The same is true for charter schools. We've heard about several studies indicating that charter schools don't have a higher average effect than regular public schools. Take, for example, this Mathematica study of charter schools in 15 different states. It found no overall impact on the students. But this masks an important variation in who benefited and who didn't:
We found that study charter schools serving more low income or low achieving students had statistically significant positive effects on math test scores, while charter schools serving more advantaged students—those with higher income and prior achievement—had significant negative effects on math test scores.
In other words, charter schools were doing very different things for different students — raising up low income and poor-scoring students while actually harming richer and higher-scoring students' test scores.

Average them all together, and you find no effect. But if you want to expand charter schools in impoverished urban areas, the “no overall average benefit” finding would be completely beside the point.

Consider as well this very recent study of charter schools in Milwaukee. The author (Hiren Nisar) says that "charter schools on average have no significant effect on student achievement." An opponent of charter schools (say, a Diane Ravitch) would cite that finding as if it represented the entirety of the study.

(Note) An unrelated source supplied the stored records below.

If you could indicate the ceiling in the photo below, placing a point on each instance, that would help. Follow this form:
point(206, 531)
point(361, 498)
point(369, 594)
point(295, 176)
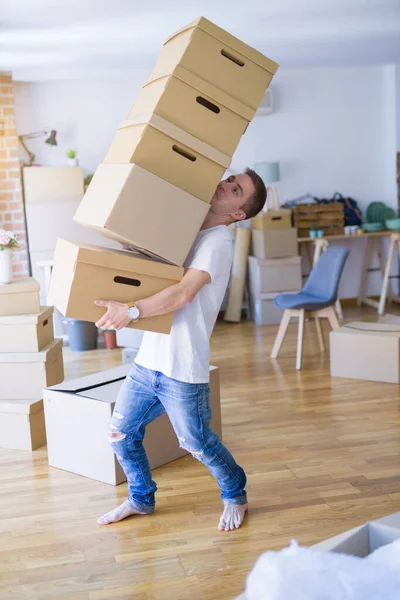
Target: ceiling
point(65, 39)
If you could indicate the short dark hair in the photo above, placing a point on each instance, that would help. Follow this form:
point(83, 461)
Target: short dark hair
point(256, 202)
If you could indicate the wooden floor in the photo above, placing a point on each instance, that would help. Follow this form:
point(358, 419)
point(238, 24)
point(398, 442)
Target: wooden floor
point(321, 454)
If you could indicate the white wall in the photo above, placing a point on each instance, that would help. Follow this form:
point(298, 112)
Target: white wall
point(331, 130)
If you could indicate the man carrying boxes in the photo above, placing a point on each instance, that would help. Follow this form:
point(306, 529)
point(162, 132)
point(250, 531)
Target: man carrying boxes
point(171, 372)
point(158, 188)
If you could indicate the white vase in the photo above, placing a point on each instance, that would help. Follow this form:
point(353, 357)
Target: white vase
point(5, 266)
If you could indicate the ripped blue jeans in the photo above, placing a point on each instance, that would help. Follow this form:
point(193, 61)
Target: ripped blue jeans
point(144, 396)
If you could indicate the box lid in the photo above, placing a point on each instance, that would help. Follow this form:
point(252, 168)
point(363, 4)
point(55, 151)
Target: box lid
point(124, 260)
point(276, 262)
point(33, 319)
point(364, 328)
point(45, 355)
point(231, 41)
point(98, 386)
point(179, 135)
point(20, 286)
point(206, 88)
point(23, 407)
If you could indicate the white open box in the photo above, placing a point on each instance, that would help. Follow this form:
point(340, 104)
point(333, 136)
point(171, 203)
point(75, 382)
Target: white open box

But Nisar goes on to find that the overall average is hiding a critically important distinction:
Charter schools with higher level of autonomy from the district in terms of financial budget, academic program, and hiring decisions, are effective. I show that students in these charter schools would read at a grade level higher than similar students who attend a traditional public school in three years. Irrespective of the type and the age of the charter school, race of the student, or grade level, attending a charter school has a positive effect on low achieving students. I show that these effects on low achieving students are substantial and are more than enough to eliminate the achievement gap in two years.
Once again, the overall average is completely meaningless if you are interested in expanding the very charter schools that are most likely to work, i.e., the ones that serve low-achieving students and that have more autonomy from their competition (the school district).